En los primeros minutos de la segunda mitad hubo poca diferencia.
Tras una buena salvada de Sánchez ante Fernandes, el centrocampista sorprendió al Chelsea, y en particular a Fofana, con un tiro libre rápido. Bowen tuvo un disparo claro y debería haber hecho algo mejor que dispararle directo al portero del Chelsea.
Después de 52 minutos, el Chelsea aún no había registrado ningún tipo de disparo o incluso no había tocado el área del West Ham.
Pero la marea empezó a cambiar.
De repente, el equipo local ganaba al 50-50.
Delap solo pudo desviar un centro de Cucurella. Pero momentos después, los otros dos suplentes combinaron de maravilla.

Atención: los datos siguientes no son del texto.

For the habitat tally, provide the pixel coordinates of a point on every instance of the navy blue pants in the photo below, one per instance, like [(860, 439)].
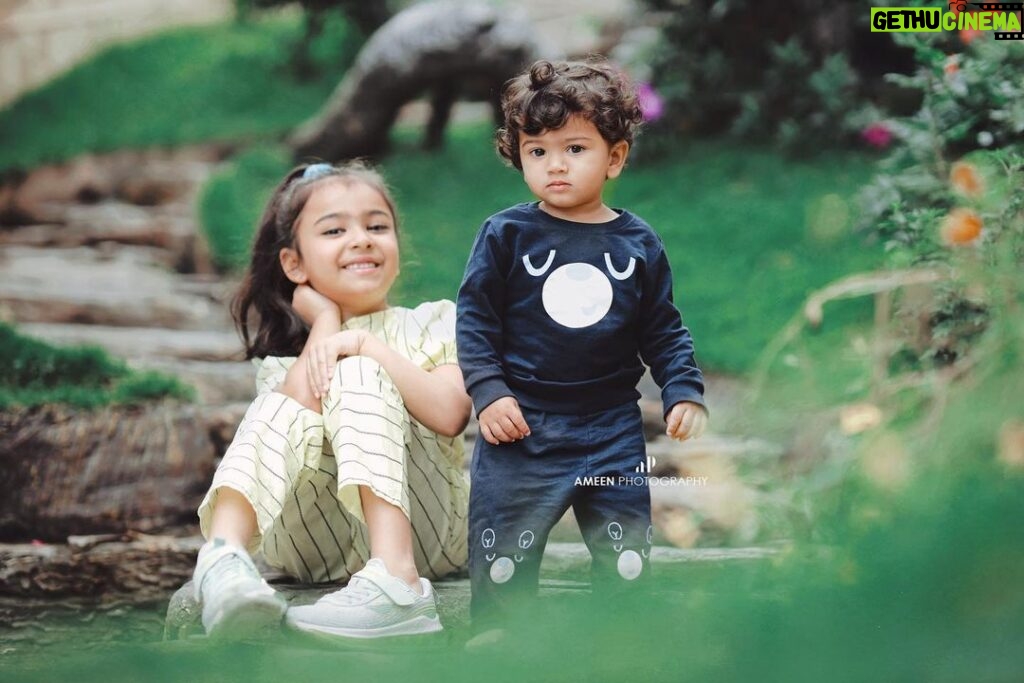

Fofana envió un centro atractivo al segundo poste y Pedro envió su cabezazo hacia atrás, por encima de Areola.
Los aficionados locales finalmente encontraron su voz.
A Moisés Caicedo le ordenaron disparar desde lejos y lo hizo. Solo una brillante atajada de Areola le impidió el disparo.
Ahora era el técnico del West Ham, Nuno Espirito Santo, quien necesitaba cambiar algo.
Entró un tercer central, Max Kilman, para sustituir a Pablo.
Castellanos envió una rara ocasión de gol por la banda visitante y pronto llegó el 2-2.
Otro centro profundo, esta vez de Neto , fue cabeceado por Malo Gusto . Kilman solo pudo rematar de cabeza contra su propia portería ante la presión de Delap, y Cucurella se agachó para dominar el balón, cabeceando a la red.
El defensa central del West Ham, Jean-Clair Todibo, estrelló el balón en el poste. Kilman bloqueó el disparo de Palmer. Parecía que la racha ganadora de ambos equipos llegaría a su fin.
Pero en el segundo de los cinco minutos de descuento, Pedro centró y Fernández provocó éxtasis en el banquillo del Chelsea y en gran parte del estadio.
Hubo más alboroto antes del pitido final y Konstantinos Mavropanos tuvo suerte de no ver la roja como Todibo.
La historia de los Blues fue un juego de dos mitades, y la segunda fue suficiente para asegurar su segunda victoria de 3-2 en una semana.